Tuesday, December 6, 2011

The Missing Sondheim TV Interview

Stephen Sondheim is one of the four gay Jewish men who created the Broadway musical West Side Story. And he is the only surviving member of that creative team. (The others were composer/conductor Leonard Bernstein, choreographer Jerome Robbins, and librettist Arthur Laurents.) You would have thought that his comments would have been sought when a local New York TV news show did a report commemorating the 50th anniversary of the movie version of the musical. Only two cast members from the movie George Chakiris and Russ Tamblyn appeared on-camera. ( As a tie-in,the report mentioned that the investigation of fellow cast member Natalie Woods's 1981 drowning was being re-opened that week by the authorities.) For me, a fan of Sondheim 's music, I was greatly disappointed that his voice was missing from the report.

Saturday, December 3, 2011

For The Ticket--Watcher On The "Marilena"

He dozed over his work; it was a role he played, a whole lifestyle built on directing people from third to second class, telling third classes who entered, wittingly or otherwise, second class, to go back "go back and be where you must be, where you were destined to be when you boarded this ferry boat. I have your ticket. I can read it. This ferry boat is mine. This is where you belong. I have your tickets."--from Sonnets of Love by V. J. Robinson Reeb; edited and published by Michalis, (c) 2003, Velma Jean Reeb (published in Nicosia, Cyprus).

On Reading

"For the man who cannot read, Shakespeare might as well have lived on another planet. Aristotle and Aquinas might as well have never been born."--Steve Allen, humorist/philosopher, from Reflections by Steve Allen (Prometheus Books, 1994).

Friday, November 25, 2011

On The Road To Patra

The bus breaks down on the road to Patra and the signpost is not easy to decipher. We wonder why the bus should stop at this particular, nothing-like place, with only one directionless signpost and not even a Coca-Cola stand to let us know we are in the West. The driver, as one girl tourist tunes up her guitar, disembarks to fetch some extra petrol he's carried for just such emergencies.
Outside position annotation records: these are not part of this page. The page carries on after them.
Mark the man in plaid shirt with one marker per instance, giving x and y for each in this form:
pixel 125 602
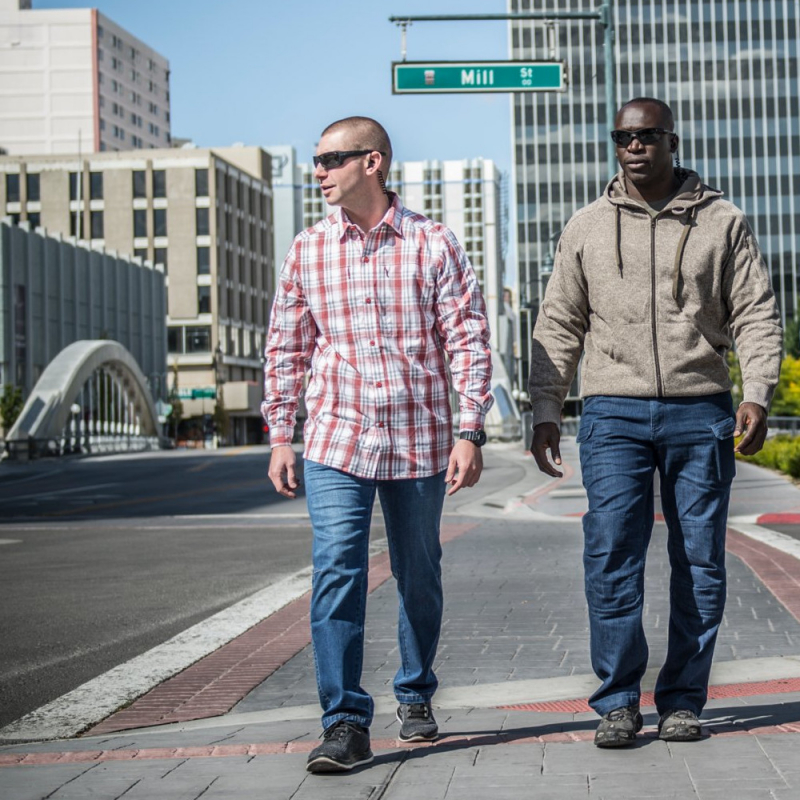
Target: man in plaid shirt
pixel 377 302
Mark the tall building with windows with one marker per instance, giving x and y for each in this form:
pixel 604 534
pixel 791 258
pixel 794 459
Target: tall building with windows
pixel 73 80
pixel 729 71
pixel 206 216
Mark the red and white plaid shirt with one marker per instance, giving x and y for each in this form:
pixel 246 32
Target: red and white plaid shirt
pixel 373 315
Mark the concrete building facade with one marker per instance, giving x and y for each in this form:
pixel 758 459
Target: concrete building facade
pixel 206 215
pixel 54 291
pixel 73 80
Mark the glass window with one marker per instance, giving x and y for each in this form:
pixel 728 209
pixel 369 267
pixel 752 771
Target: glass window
pixel 203 299
pixel 203 260
pixel 96 219
pixel 76 225
pixel 175 339
pixel 139 222
pixel 159 183
pixel 32 181
pixel 96 185
pixel 198 340
pixel 201 183
pixel 201 215
pixel 139 183
pixel 160 256
pixel 159 221
pixel 12 187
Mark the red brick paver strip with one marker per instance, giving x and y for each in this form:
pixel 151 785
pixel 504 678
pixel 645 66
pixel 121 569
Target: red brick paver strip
pixel 446 743
pixel 722 692
pixel 779 572
pixel 213 685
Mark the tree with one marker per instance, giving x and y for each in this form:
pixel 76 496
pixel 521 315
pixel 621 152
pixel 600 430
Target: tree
pixel 786 401
pixel 11 404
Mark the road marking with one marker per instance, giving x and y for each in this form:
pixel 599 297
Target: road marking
pixel 95 700
pixel 75 489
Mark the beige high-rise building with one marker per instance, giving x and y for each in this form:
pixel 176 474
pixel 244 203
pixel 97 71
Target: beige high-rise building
pixel 73 80
pixel 207 216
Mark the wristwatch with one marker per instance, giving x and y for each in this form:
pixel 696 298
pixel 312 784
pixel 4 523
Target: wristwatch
pixel 478 438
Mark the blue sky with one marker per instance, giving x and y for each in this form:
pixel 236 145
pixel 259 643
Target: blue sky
pixel 268 72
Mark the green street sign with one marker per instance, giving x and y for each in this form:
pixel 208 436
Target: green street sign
pixel 189 393
pixel 439 77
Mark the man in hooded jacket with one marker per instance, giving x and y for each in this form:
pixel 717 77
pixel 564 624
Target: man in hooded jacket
pixel 653 282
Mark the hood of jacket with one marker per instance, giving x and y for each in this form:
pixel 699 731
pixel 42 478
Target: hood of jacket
pixel 689 197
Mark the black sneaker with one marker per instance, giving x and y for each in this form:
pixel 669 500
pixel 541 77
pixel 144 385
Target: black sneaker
pixel 345 745
pixel 619 727
pixel 679 725
pixel 416 722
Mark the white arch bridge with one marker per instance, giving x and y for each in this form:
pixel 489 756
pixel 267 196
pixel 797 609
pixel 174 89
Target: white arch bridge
pixel 92 398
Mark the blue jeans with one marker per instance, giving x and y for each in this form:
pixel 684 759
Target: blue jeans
pixel 623 440
pixel 340 507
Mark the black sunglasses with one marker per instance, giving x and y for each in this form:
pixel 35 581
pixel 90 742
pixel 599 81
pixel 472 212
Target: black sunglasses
pixel 337 157
pixel 645 136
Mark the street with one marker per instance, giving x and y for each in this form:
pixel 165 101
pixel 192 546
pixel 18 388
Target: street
pixel 106 558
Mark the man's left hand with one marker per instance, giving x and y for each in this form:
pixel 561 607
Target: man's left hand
pixel 752 419
pixel 465 466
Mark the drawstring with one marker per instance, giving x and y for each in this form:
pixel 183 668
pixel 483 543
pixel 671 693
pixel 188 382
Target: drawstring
pixel 676 270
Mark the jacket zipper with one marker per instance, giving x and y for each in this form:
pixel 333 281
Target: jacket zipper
pixel 659 387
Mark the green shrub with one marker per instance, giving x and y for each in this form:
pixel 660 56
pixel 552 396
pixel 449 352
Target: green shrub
pixel 781 453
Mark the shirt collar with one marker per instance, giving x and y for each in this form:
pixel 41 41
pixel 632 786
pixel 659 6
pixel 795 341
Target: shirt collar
pixel 393 218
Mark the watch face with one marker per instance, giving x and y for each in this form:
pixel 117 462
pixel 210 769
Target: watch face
pixel 476 437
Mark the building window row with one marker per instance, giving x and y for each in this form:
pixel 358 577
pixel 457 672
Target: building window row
pixel 140 222
pixel 188 339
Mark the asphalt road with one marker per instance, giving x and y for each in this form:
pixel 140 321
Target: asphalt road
pixel 102 559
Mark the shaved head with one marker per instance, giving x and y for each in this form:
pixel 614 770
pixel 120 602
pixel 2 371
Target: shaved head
pixel 665 112
pixel 364 133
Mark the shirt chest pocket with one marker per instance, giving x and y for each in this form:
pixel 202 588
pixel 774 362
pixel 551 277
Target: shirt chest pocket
pixel 406 288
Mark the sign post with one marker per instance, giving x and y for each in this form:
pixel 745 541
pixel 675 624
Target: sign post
pixel 432 77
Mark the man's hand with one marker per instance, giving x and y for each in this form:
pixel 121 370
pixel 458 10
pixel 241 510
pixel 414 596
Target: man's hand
pixel 465 466
pixel 752 419
pixel 546 435
pixel 281 470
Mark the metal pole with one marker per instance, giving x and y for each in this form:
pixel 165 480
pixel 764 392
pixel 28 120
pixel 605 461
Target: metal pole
pixel 611 80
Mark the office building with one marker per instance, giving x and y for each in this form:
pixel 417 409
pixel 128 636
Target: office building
pixel 206 216
pixel 287 188
pixel 72 80
pixel 54 291
pixel 729 72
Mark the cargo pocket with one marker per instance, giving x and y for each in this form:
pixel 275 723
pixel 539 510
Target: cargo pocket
pixel 723 439
pixel 584 440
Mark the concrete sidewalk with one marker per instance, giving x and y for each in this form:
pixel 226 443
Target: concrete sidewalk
pixel 514 669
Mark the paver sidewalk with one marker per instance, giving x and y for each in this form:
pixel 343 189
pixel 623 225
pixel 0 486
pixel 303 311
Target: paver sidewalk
pixel 514 670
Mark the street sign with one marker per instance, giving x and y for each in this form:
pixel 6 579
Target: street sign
pixel 432 77
pixel 187 393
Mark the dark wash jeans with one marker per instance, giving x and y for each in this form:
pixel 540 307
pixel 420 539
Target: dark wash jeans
pixel 340 507
pixel 623 440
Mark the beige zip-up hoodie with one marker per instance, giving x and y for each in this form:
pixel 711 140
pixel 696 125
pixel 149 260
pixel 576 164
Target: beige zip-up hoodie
pixel 655 302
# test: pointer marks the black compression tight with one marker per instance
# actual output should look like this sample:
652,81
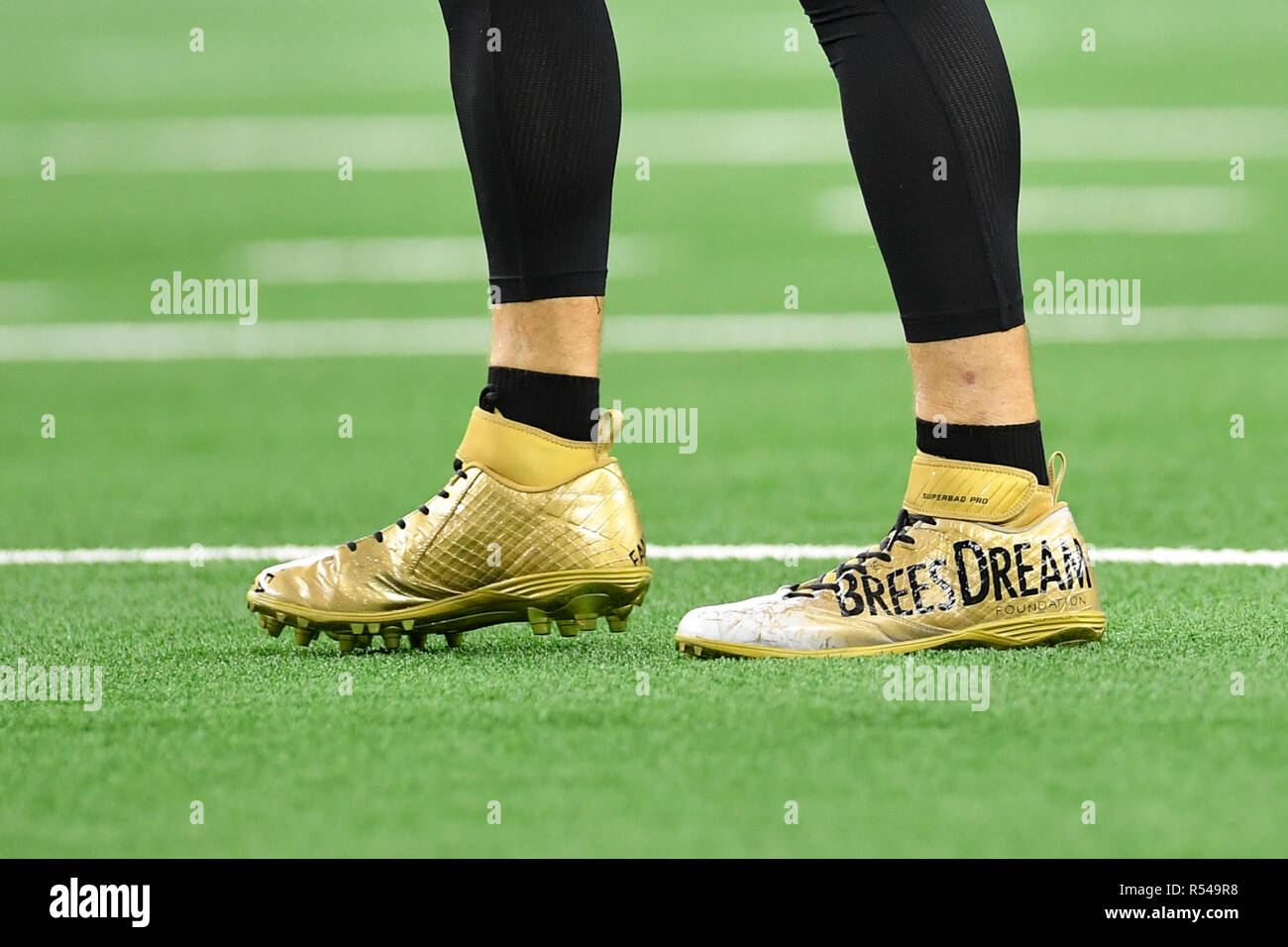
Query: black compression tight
928,112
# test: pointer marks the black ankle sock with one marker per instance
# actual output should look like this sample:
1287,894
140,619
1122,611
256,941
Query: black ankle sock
1010,445
561,405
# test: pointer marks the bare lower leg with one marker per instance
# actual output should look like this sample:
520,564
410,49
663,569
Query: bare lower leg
558,337
980,379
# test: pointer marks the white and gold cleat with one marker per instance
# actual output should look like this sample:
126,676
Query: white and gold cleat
531,527
980,556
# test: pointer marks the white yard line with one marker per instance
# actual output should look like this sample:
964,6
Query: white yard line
741,137
1089,209
219,337
1158,556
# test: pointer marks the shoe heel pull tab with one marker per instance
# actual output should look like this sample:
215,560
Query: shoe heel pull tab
608,428
1055,474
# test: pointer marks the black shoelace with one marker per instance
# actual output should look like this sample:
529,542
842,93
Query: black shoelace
378,535
831,581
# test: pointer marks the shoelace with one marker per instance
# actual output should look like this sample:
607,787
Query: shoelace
831,581
378,535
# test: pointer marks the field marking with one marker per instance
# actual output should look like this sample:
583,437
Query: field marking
204,337
1087,209
1158,556
415,260
726,137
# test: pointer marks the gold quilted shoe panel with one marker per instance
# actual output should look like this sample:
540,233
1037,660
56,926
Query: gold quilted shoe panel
1010,579
557,543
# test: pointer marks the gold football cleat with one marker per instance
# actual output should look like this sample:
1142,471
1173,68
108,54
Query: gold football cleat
531,527
980,554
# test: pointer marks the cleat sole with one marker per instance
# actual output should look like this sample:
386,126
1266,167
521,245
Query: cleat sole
572,600
1018,633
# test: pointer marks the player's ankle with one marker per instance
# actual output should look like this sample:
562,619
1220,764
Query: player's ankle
559,405
1008,445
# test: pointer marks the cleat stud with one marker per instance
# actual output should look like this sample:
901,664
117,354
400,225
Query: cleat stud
540,621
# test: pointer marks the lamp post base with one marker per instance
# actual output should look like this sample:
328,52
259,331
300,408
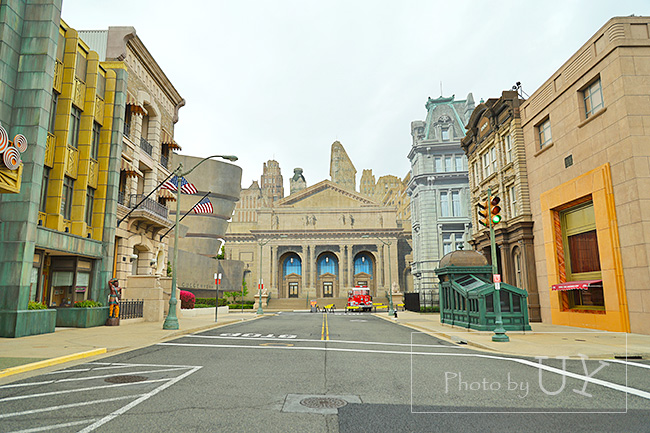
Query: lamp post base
170,323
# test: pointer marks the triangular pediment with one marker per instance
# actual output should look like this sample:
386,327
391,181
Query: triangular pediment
326,194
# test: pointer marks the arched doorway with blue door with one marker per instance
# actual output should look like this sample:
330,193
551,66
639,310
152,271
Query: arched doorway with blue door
328,275
291,275
364,265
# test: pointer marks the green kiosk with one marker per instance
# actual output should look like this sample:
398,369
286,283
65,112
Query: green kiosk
467,295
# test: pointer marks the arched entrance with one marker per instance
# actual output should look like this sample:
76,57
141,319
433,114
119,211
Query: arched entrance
328,272
291,275
364,264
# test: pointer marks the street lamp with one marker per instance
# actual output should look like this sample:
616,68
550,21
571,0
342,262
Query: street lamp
391,310
171,321
259,307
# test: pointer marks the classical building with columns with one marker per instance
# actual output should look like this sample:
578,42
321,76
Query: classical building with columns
321,240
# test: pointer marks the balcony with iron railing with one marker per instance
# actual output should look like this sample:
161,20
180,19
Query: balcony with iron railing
146,146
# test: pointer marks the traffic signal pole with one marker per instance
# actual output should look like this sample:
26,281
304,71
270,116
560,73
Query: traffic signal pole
499,331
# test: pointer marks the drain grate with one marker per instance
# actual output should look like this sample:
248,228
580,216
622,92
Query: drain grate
125,379
323,402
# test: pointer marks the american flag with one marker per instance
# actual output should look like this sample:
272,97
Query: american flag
204,206
186,187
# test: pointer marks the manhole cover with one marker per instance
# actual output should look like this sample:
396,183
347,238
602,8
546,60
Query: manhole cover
323,402
125,379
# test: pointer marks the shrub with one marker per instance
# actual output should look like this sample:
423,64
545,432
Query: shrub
36,306
187,300
88,303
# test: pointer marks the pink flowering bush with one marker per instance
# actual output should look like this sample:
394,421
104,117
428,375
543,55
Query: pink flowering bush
187,300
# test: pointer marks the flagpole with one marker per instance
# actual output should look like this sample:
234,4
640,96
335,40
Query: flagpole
191,209
142,201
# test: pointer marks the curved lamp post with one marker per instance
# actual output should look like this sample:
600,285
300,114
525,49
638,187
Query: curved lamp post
391,310
171,321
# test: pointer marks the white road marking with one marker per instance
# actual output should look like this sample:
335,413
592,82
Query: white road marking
69,391
373,343
536,365
137,402
54,426
68,406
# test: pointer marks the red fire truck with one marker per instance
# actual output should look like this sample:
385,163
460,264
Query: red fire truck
359,299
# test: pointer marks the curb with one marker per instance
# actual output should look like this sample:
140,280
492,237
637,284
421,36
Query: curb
50,362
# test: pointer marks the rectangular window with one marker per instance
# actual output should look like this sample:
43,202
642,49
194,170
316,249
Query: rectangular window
508,146
66,197
455,200
493,157
449,164
82,65
593,97
54,103
581,255
44,185
513,201
90,201
439,168
459,162
73,134
444,203
94,147
544,133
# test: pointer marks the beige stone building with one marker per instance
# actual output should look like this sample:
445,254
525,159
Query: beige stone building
494,145
586,132
319,241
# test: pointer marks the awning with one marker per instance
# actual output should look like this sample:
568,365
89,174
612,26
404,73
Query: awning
130,170
576,285
169,140
136,107
166,194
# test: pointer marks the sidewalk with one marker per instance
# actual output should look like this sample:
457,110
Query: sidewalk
544,339
19,356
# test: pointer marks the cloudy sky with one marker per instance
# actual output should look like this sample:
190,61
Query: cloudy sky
283,79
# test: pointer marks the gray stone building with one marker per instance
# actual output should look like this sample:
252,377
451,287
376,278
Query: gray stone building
439,186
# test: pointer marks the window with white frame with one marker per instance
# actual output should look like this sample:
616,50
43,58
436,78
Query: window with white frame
593,97
508,146
544,133
512,195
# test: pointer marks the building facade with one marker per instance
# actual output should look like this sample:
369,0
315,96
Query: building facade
319,241
494,145
61,226
438,187
147,144
586,134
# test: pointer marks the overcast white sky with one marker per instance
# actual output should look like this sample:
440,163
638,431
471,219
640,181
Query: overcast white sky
281,79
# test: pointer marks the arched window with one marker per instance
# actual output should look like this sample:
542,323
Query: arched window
327,264
363,263
292,265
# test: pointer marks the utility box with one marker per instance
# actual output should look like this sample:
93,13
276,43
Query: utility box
467,295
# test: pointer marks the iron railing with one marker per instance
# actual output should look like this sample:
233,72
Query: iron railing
146,146
131,308
149,205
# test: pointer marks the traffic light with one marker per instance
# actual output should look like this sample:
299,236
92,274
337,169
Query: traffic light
495,210
483,213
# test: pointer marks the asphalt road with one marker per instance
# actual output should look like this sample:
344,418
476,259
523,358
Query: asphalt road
303,372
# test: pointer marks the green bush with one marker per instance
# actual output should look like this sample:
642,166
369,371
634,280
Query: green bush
88,303
36,306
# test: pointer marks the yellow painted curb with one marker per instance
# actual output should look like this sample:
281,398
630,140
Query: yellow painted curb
50,362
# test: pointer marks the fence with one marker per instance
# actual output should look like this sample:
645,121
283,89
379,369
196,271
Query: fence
416,301
131,308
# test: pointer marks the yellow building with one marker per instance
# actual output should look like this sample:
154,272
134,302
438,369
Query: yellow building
586,131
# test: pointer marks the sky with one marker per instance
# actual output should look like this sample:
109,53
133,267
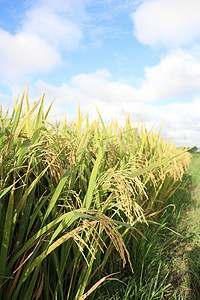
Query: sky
137,57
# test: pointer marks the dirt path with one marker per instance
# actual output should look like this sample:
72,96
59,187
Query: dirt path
186,250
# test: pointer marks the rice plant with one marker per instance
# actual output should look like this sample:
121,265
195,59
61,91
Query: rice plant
71,198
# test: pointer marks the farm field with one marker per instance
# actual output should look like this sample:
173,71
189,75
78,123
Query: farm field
88,210
177,254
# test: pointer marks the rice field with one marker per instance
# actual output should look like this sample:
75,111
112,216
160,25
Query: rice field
73,197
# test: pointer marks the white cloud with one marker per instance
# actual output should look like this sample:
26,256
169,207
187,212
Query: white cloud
177,75
50,20
181,121
48,29
23,54
169,22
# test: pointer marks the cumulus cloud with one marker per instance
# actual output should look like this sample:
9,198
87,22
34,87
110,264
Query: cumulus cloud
177,75
51,21
181,121
169,22
48,28
24,54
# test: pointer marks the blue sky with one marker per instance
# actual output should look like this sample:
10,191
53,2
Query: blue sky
133,56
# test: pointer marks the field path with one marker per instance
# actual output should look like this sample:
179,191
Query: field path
186,253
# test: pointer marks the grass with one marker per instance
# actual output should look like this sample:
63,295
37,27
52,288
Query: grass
79,203
167,265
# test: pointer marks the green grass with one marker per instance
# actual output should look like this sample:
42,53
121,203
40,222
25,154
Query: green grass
167,265
77,202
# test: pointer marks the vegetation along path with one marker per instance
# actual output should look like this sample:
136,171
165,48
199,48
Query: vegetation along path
186,252
167,264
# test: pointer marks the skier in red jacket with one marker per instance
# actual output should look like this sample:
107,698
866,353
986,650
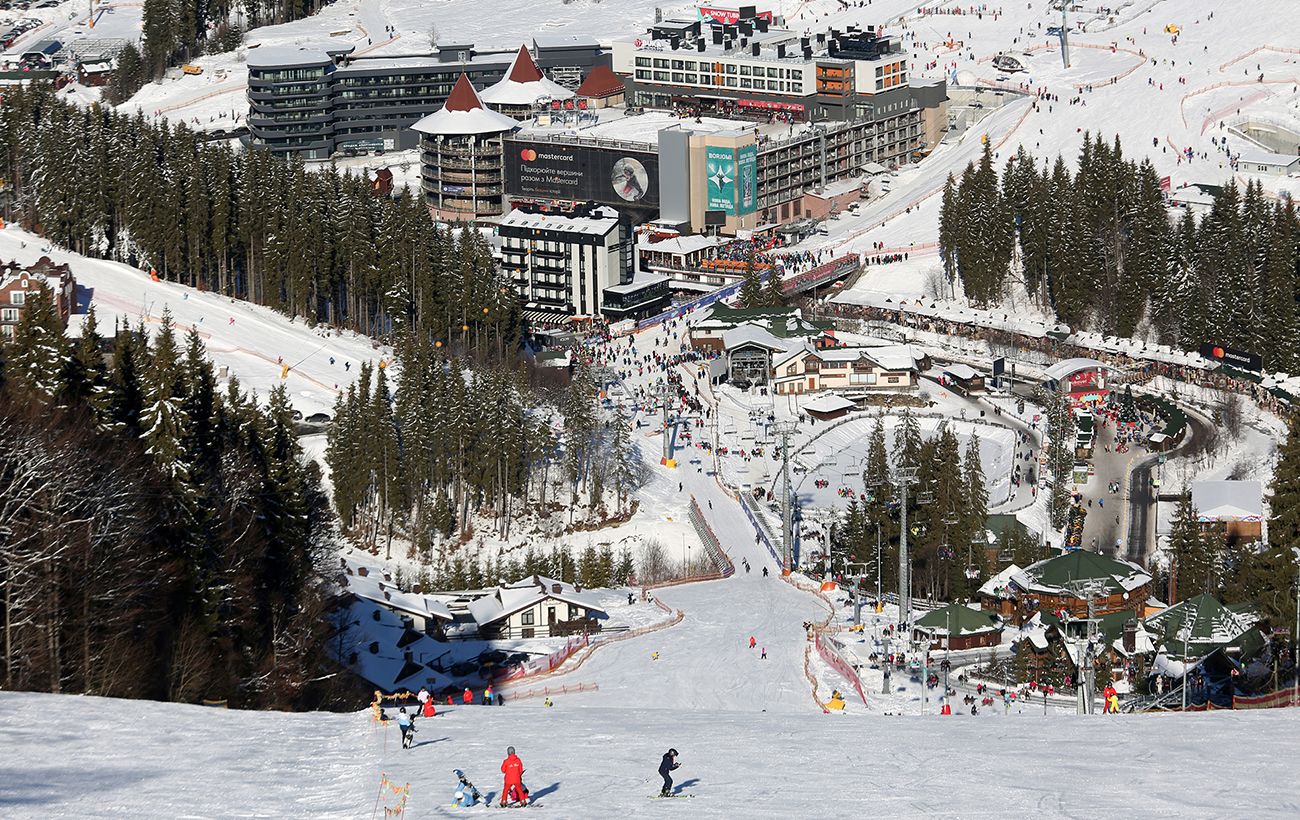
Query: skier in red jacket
514,789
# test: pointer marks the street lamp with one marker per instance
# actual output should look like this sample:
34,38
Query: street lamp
1295,638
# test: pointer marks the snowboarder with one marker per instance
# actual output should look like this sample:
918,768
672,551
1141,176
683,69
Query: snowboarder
667,764
407,728
466,793
512,768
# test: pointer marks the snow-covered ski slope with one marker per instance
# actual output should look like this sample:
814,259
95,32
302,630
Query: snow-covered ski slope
254,346
64,756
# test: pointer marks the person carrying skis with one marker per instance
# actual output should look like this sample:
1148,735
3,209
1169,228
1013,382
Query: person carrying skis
667,764
407,728
512,768
466,793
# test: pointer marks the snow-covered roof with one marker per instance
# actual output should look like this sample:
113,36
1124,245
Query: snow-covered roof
1227,500
524,85
510,598
996,586
753,334
1062,573
463,115
1067,367
373,588
830,403
679,244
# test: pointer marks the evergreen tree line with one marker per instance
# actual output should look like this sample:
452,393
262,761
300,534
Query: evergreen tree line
1099,250
312,243
159,537
754,293
947,513
454,445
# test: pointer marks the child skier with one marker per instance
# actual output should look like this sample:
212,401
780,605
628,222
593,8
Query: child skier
407,728
466,793
514,790
667,764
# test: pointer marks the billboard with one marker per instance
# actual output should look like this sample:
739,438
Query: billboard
720,169
746,164
1236,358
581,173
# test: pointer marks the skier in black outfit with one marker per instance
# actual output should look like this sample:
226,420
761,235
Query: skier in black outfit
670,762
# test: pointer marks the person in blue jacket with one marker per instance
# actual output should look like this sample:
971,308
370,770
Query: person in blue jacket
467,794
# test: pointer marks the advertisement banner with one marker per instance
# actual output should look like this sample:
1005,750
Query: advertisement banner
1242,359
720,166
748,174
581,173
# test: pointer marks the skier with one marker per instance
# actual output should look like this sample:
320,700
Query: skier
407,728
466,793
667,764
514,790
We are locked in space and time, feeling only the hum of mid-summer all around, caring little if the journey continues or if we remain there, together, with each other and the summertime.
--from Sonnets of Love by V.J. Robinson Reeb; edited and published by Michalis, (c) 2003, Velma Jean Reeb (published in Nicosia, Cyprus).

Saturday, November 19, 2011

Cruising On Central Park West

"[In the early 1960s] the unmistakable gay scene on adjacent Central Park West...from 59th to 86th streets 'was one long bench from corner to corner, solid with gay men. Hundreds and thousands of them walked back and forth singularly, in couples, and in groups' [recalls gay activist Dick Leitsch]."--Celluloid Activist: The Life and Times of Vito Russo by Michael Schiavi (University of Wisconsin Press, 2011).

Monday, November 7, 2011

Learning About Stonewall

I didn't learn about the Stonewall Riots until the mid or late '70s. In 1969, I was too busy dealing with my draft board and worrying about being inducted into the army and sent to Vietnam.

I first read about this milestone in the gay liberation movement via Dr. Howard Brown's memoir, Familiar Faces, Hidden Lives: The Story of Homosexual Men in America Today (Harcourt Brace Jovanovich, 1976). (Dr. Brown, a gay man, was New York mayor John Lindsay's health commissioner. During that time Dr. Brown was in the closet.) I would love to re-read that book. It's probably out of print, so I would have to search for it online or in a second-hand book store.

Thursday, November 3, 2011

Surgery Without Anesthesia

While browsing through a copy of Daniel J. Boorstein's Hidden History (Vintage Books), I came across this passage: "...the enterprising dentist William T. G. Morton introduced ether as an anesthetic. Surgeons had long performed amputations by wielding their saws on screaming patients." Reading that passage made me glad I live in the more medically and technologically advanced 21st century.